Wednesday, March 18, 2009

The Pope and Condoms - More Ideology Run Amok

With so many of us preoccupied with the AIG bonuses, Pope Benedict’s remarks at the start of a seven day tour of the African continent Pope: Condoms can worsen AIDS largely flew under the radar. But with an estimated 22 million Africans having the HIV virus that leads to AIDS, his remarks are no less important in understanding some of the attitudes around those who are involved in fighting this terrible disease.

"You can't resolve it [Aids] with the distribution of condoms," the pope said. "On the contrary, it increases the problem."

The Catholic Church has opposed the use of condoms since it is a form of artificial contraception (like The Pill). So we shouldn’t have expected the Pope to walk off the plane in Africa and give out free condoms to everybody. But going out of his way to make an issue out of the use of condoms including saying that they increase the problem instead of the truth that they save lives is irresponsible.

Rebecca Hodes, head of policy for the Treatment Action Campaign in South Africa's city of Capetown, told Al Jazeera on Wednesday they were "extremely angered and saddened by this ill-considered response from the pope".

"We know, based on over the 10-year experience of preventing and treating HIV in South Africa, that condoms are one of the only evidence-based means of preventing HIV available to us in Africa," she said.

"There is very little evidence to support abstinence-only education campaigns as a means of preventing HIV. Condoms work in preventing HIV."
And this is precisely the problem with those who cling to ideological thinking. They only care about consistency in their views instead of whether something actually works or not.

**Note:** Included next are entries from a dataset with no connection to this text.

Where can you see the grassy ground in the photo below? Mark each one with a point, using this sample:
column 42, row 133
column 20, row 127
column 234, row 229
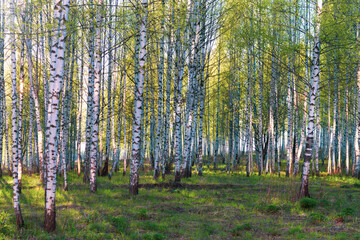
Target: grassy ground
column 263, row 207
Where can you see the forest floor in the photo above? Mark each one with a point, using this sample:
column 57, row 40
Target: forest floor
column 214, row 206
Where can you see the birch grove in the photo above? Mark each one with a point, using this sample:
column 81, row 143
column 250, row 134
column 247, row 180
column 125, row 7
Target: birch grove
column 182, row 89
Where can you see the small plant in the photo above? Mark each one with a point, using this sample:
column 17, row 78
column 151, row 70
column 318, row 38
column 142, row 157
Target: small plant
column 340, row 218
column 238, row 229
column 209, row 228
column 274, row 232
column 4, row 225
column 324, row 203
column 308, row 203
column 272, row 208
column 295, row 230
column 149, row 225
column 121, row 224
column 158, row 236
column 98, row 227
column 316, row 218
column 142, row 214
column 347, row 211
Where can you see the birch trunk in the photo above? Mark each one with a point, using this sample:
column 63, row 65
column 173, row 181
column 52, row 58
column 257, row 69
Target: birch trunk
column 61, row 11
column 134, row 175
column 15, row 133
column 313, row 92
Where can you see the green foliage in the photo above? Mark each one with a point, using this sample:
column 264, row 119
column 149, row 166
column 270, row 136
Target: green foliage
column 348, row 211
column 155, row 236
column 152, row 226
column 274, row 232
column 324, row 203
column 113, row 214
column 308, row 203
column 142, row 214
column 244, row 227
column 315, row 218
column 272, row 209
column 121, row 224
column 5, row 228
column 295, row 230
column 99, row 227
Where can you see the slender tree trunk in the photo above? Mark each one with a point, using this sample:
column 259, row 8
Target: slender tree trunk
column 313, row 92
column 134, row 175
column 15, row 133
column 61, row 11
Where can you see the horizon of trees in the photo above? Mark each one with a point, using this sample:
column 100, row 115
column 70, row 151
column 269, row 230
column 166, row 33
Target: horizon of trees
column 177, row 84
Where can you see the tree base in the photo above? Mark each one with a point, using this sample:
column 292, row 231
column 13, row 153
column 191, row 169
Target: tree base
column 49, row 224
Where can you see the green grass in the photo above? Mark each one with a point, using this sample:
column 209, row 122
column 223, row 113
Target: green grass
column 259, row 207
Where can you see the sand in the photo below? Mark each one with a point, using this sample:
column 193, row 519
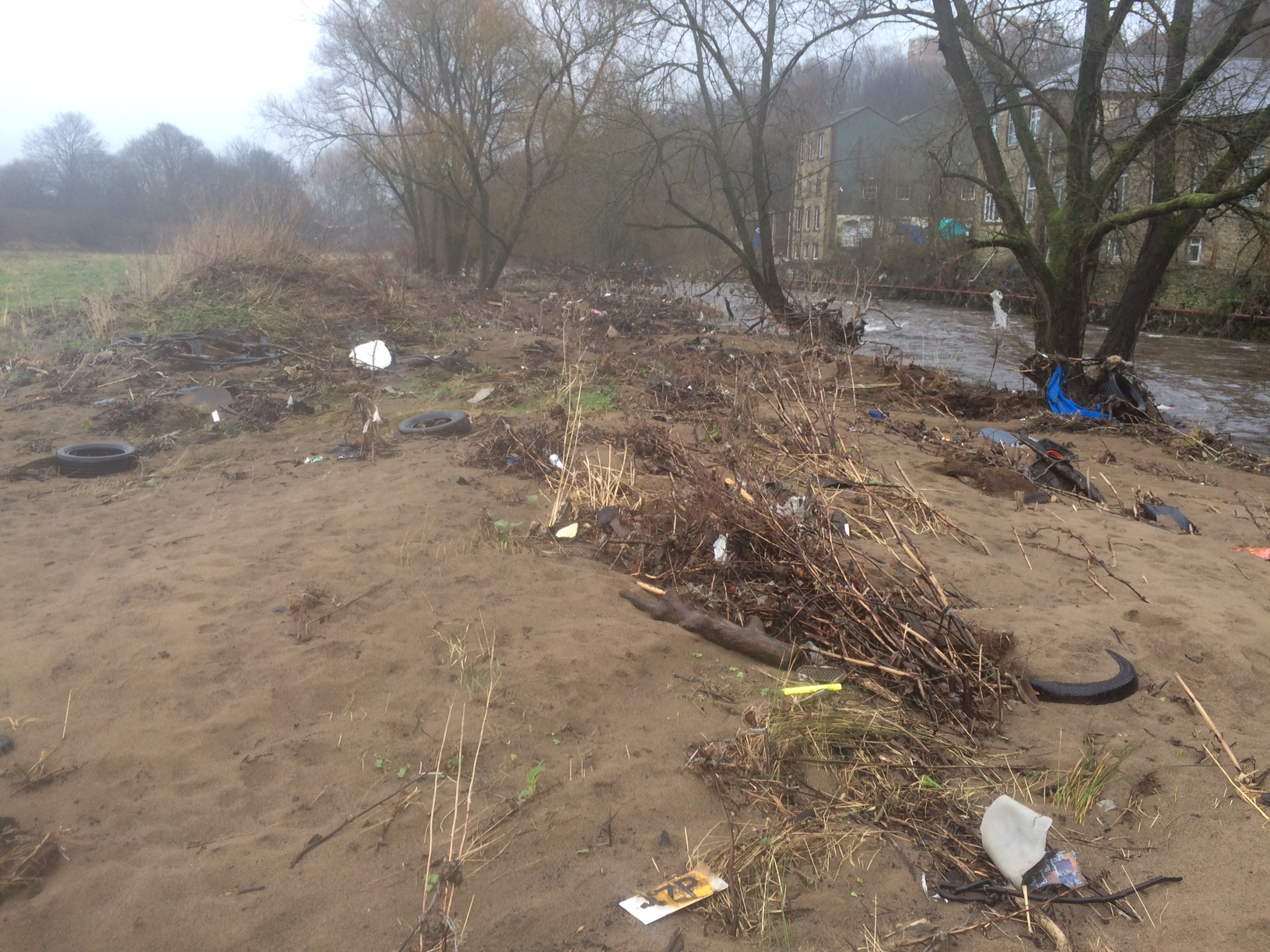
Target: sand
column 202, row 744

We had a similar discussion over abstinence-only sex education. VP candidate Sarah Palin spoke in favor of it; her daughter Bristol showed that it didn’t work. And then Bristol in her first interview since giving birth came out and said that telling young people to be abstinent is
"not realistic at all."

So who is hurt by all of this ideology run amok?
Certainly the people we are trying to help. It is more that just hot air that people can ignore if they choose to. Unfortunately, aid from different sources comes with strings attached. For example, the Bush Administration insisted on abstinence-only sex education instead of funding for condoms, as described in this article Bush Accused of AIDS Damage to Africa. And it is safe to say that whatever financial aid the Catholic Church decides to contribute, it will not be for latex condoms which work in preventing the spread of HIV.

But the other loser in all of this is the Catholic Church itself. When it tries to impose its rigid doctrines in ways that turn a blind eye to the needs of its people, those same people will inevitably choose to either drift away to another church or become what are known as
Cafeteria Catholics who stay with the religion but pick and choose Catholic doctrines based on their own conscience.

President Obama is
reversing Bush policies used in providing help to African countries but controversies remain since the issue of abortion is intertwined with providing condoms for family planning in addition to protection against HIV. And guess who is in the middle of all of this?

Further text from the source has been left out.